Here is a sample directory and file structure for maintaining archives of two different digests on a Win32 system:
digest/
digest.data
process_new.pl
process_ALL.pl
reply_digest_message.pl
repair_digest_order.pl
consolidate_threads.pl
deletables.pl
pw32u/
Perl-Win32-Users Digest, Vol 1 Issue 1771.txt
Perl-Win32-Users Digest, Vol 1 Issue 1772.txt
digest_log.txt
digest_read.txt
mimelog.txt
Threads/
pbml/
[PBML] Digest Number 1491.txt
[PBML] Digest Number 1492.txt
digest_log.txt
Threads/
File digest.data would look like this:
# digest.data
$topdir = "E:/Digest";
%digest_structure = (
pbml => {
grep_formula => '\[PBML\]',
pattern_target => '.*\s(\d+)\.txt$',
...
},
pw32u => {
grep_formula => 'Perl-Win32-Users digest',
pattern_target => '.*Vol\s(\d+),\sIssue\s(\d+)\.txt',
...
},
);
%digest_output_format = (
pbml => {
title => 'Perl Beginner',
dir_digest => "$topdir/pbml",
dir_threads => "$topdir/pbml/Threads",
...
},
pw32u => {
title => 'Perl-Win32-Users',
dir_digest => "$topdir/pw32u",
dir_threads => "$topdir/pw32u/Threads",
...
},
);
To accomodate this slightly more complex structure in the configuration file, the calling script might be modified as follows:
# script: dig.pl
# USAGE: perl dig.pl [short-name for digest]
#!/usr/bin/perl
use Mail::Digest::Tools qw( process_new_digests );
my ($this_key, %config_in, %config_out);
# variables imported from $data_file
our (%digest_structure, %digest_output_format);
my $data_file = 'digest.data';
require $data_file;
$this_key = shift @ARGV;
die "\n The command-line argument you typed: $this_key\n does not call an accessible digest$!"

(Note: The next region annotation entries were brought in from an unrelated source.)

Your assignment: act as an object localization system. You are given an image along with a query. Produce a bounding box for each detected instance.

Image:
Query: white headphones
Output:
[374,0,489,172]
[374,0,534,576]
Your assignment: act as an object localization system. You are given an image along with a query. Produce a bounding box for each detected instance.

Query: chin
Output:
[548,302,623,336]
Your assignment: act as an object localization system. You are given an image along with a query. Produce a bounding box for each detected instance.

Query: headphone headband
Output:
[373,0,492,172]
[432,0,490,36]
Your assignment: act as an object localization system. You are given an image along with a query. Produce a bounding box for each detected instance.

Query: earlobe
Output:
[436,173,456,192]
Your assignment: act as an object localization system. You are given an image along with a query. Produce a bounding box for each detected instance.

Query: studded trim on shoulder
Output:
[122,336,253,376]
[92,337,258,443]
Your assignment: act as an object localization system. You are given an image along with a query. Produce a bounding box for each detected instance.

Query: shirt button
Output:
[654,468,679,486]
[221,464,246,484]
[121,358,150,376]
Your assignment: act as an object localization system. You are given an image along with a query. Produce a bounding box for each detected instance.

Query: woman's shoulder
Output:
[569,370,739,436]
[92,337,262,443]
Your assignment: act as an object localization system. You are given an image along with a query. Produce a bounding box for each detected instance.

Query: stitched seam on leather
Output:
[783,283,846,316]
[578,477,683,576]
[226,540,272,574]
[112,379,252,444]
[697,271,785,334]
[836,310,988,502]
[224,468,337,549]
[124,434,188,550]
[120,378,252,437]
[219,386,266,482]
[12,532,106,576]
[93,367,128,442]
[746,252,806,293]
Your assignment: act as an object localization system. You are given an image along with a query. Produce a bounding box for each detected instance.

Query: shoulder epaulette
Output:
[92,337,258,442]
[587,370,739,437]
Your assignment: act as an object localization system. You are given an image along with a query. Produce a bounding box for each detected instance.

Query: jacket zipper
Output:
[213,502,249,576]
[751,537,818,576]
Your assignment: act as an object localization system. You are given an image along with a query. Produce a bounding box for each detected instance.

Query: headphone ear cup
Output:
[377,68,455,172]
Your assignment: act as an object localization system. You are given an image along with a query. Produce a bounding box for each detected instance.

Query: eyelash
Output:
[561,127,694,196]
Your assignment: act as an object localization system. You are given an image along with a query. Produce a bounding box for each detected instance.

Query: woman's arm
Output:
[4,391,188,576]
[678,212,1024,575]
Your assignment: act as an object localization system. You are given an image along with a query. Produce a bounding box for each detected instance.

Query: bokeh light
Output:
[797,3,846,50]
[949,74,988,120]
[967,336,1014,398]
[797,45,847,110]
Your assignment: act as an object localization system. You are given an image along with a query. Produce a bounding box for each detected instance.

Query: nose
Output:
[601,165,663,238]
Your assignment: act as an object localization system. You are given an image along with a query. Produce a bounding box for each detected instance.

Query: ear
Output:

unless (defined $digest_structure{$this_key}
and defined $digest_output_format{$this_key});
my ($k,$v);
while ( ($k, $v) = each %{$digest_structure{$this_key}} ) {
$config_in{$k} = $v;
}
while ( ($k, $v) = each %{$digest_output_format{$this_key}} ) {
$config_out{$k} = $v;
}
process_new_digests(\%config_in, \%config_out);
print "\nFinished\n";
For several years the module author used the scripts which were predecessors to Mail::Digest::Tools on a Win32 system where mail was read with Microsoft Outlook Express. He would do a "File/Save as.." on an instance of a digest, select text format (*.txt) and save it to an appropriate directory. Later, the author used the shareware e-mail client Poco, in which the same operation was accomplished by highlighting a file and keying "Ctrl+S".
But as the number of digests the author was tracking grew, this procedure became more and more tedious. Fortunately, about that time the author was assigned to write a review of the second edition of the Perl Cookbook, and he learned how to use the Net::POP3 module to receive his e-mail directly. So now he uses a Perl script to get all his digests and save them as text files to appropriate directories -- and then lets a GUI e-mail client take care of the rest.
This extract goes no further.